As to your dice musings, my answer is no, it makes no difference (assuming the dice are fair). Rolling a d100 for a single event 1:100 versus rolling 2x d10 for a double event 1:100, does not make either one more or less likely than 1 in 100 chances.

(BTW, 20x d5 would not represent a 1:100 chance; individual odds multiply to compute the combined odds, so this would produce 95 trillion outcomes. You'd want to use 2x coin flips and 2x d5 to generate 1 in 100.)
 

dbrad000

Alchemist
The event is over, so I present ‘A Tale of Two Elvenar Cities.’ As the title indicates, I have two active cities. My main city, on Arendyll, is at the end of the tech tree (until the new chapter comes out of Beta) and my secondary city, on Felyndral, has completed Chapter 9. For the purposes of this discussion, I will call the city on Arendyll ‘Big City,’ and I will call the city on Felyndral ‘Little City.’

I finished all quests in both cities. Both cities had a fed Ashen Phoenix. On the event board, I used the same strategy in both cities: I only kept and fulfilled requests that provided a 20% chance of getting Lucky Draws. It was obvious from the start that Lucky Draws made a huge difference in advancement during the event. Even when the Lucky Draws did not give event currency, they still provided high level pieces that kept the request fulfillment flowing. I completed a couple of requests at the very beginning of the event outside of my primary strategy just to get a feel for the event mechanics, but the expenditure was minimal. For this event, I wanted the set buildings for Big City; I did not care one way or the other if I finished the set in Little City. Additionally, although I know the set buildings could be optimized without getting the last building of the set, I wanted all of the buildings in Big City so the set would fit into a nice, rectangular package.

Applicable differences between the two cities: I purchased a Stash Outpost for Big City, email rewards went to Big City, and near the end of the event, I used diamonds to purchase extra event currency in Big City to ensure I finished the set. No purchases were made for Little City at any point during the event.

In Little City, it was the best of times. The event pieces from the cups were often high level, the requests often favored the event pieces I already had on the board, and I got Lucky Draw after Lucky Draw. I got the portrait with almost ten days to go in the event, and I was only a hair’s breadth out of Gold when the event ended. All in a city where I did not care whether I finished the set.

Meanwhile, in Big City, it was the worst of times. My luck was completely different. I had to consistently build high level pieces from the lowest level pieces, the requests almost always wanted pieces I simply did not have at the time, and the Lucky Draws were few and far between. It actually became a running joke that I would go long stretches in Big City without getting a Lucky Draw while Lucky Draws were simply falling out the sky in Little City. There were many days after reaching the one quest per day milestone that I could not finish a single request with the currency provided from the daily quest combined with the daily login reward. Despite all of the expenditures listed above for Big City (email, Stash Outpost, and diamonds), Big City and Little City finished with approximately the same progress at the end of the event, with a completed set, the portrait unlocked, and League ranking solidly in Silver.

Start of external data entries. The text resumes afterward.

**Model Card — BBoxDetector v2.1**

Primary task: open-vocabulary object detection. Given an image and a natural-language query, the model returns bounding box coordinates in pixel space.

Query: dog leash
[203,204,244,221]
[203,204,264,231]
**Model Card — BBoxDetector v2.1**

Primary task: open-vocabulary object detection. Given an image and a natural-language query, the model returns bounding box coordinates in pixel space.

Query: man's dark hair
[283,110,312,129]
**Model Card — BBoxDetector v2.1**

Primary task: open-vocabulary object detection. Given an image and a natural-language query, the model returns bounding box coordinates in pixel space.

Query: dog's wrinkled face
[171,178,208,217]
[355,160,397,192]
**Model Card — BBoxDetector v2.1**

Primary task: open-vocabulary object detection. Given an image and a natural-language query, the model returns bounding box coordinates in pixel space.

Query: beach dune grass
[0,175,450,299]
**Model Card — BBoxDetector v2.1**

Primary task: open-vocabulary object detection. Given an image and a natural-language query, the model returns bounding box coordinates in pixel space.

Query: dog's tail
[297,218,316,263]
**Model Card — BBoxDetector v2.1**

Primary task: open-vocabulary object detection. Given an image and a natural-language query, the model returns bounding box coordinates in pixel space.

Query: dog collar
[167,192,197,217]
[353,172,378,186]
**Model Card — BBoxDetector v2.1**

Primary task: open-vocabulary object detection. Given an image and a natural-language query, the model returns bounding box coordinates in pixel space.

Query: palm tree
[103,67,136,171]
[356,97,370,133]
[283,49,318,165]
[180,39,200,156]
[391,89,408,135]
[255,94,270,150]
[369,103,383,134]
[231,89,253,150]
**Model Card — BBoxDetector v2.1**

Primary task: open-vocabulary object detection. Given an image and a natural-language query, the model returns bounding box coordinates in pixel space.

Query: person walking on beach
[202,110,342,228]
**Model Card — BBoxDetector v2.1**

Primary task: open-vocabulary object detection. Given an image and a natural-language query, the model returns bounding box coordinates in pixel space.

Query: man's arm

Therein lies my frustration: my opinion is that this event had too many layers of randomly determined outcomes (which, for the purpose of this discussion, I will call ‘RNG’). Each request was random, the type and level of event pieces necessary to fulfill the requests was random, the level of event pieces pulled from the cups was random, the availability of the overpowered Lucky Draws was random, and the reward gained from each Lucky Draw was random. RNG on top of RNG on top of RNG ad nauseum.

What could have been done to alleviate the RNG? Here are some ideas, in no particular order:

1) Have the cups provide only low-level pieces (say levels 1 to 3) but provide much more event currency from the quests and daily login reward. This way, we would have at least been better able to judge approximately how many clicks it would take to get the pieces we needed, and days where we only had one quest per day would not have felt so devoid of activity.

and/or 2) Normalize the requests. In other words, have the distinct requesters always ask for the same event pieces at the same level (or at least closely similar). By doing so, we would at least know what we were hoping to get if we cycled the requests, and we could work toward the pieces without waiting to see what random request they would come up with next.

and/or 3) Make Lucky Draws less game changing. Lucky Draws were, without question, the main point of delineation between success and failure in this event. The event currency and high-level pieces provided by the Lucky Draws made so much difference that almost nothing else mattered. I would have preferred to have more event currency from quests and daily logins and less reliance on a strictly random element hidden under other random elements.

So there you have it. ‘A Tale of Two Elvenar Cities.’ I hope the read did not exhaust you. As for me, after writing all of that, it is a far, far better rest that I go to than I have ever known.
 

Herodite

Forum mod extraordinaire
Elvenar Team
@dbrad000 Thank you for that marvellous piece of feedback! It is really appreciated and always fed back!!!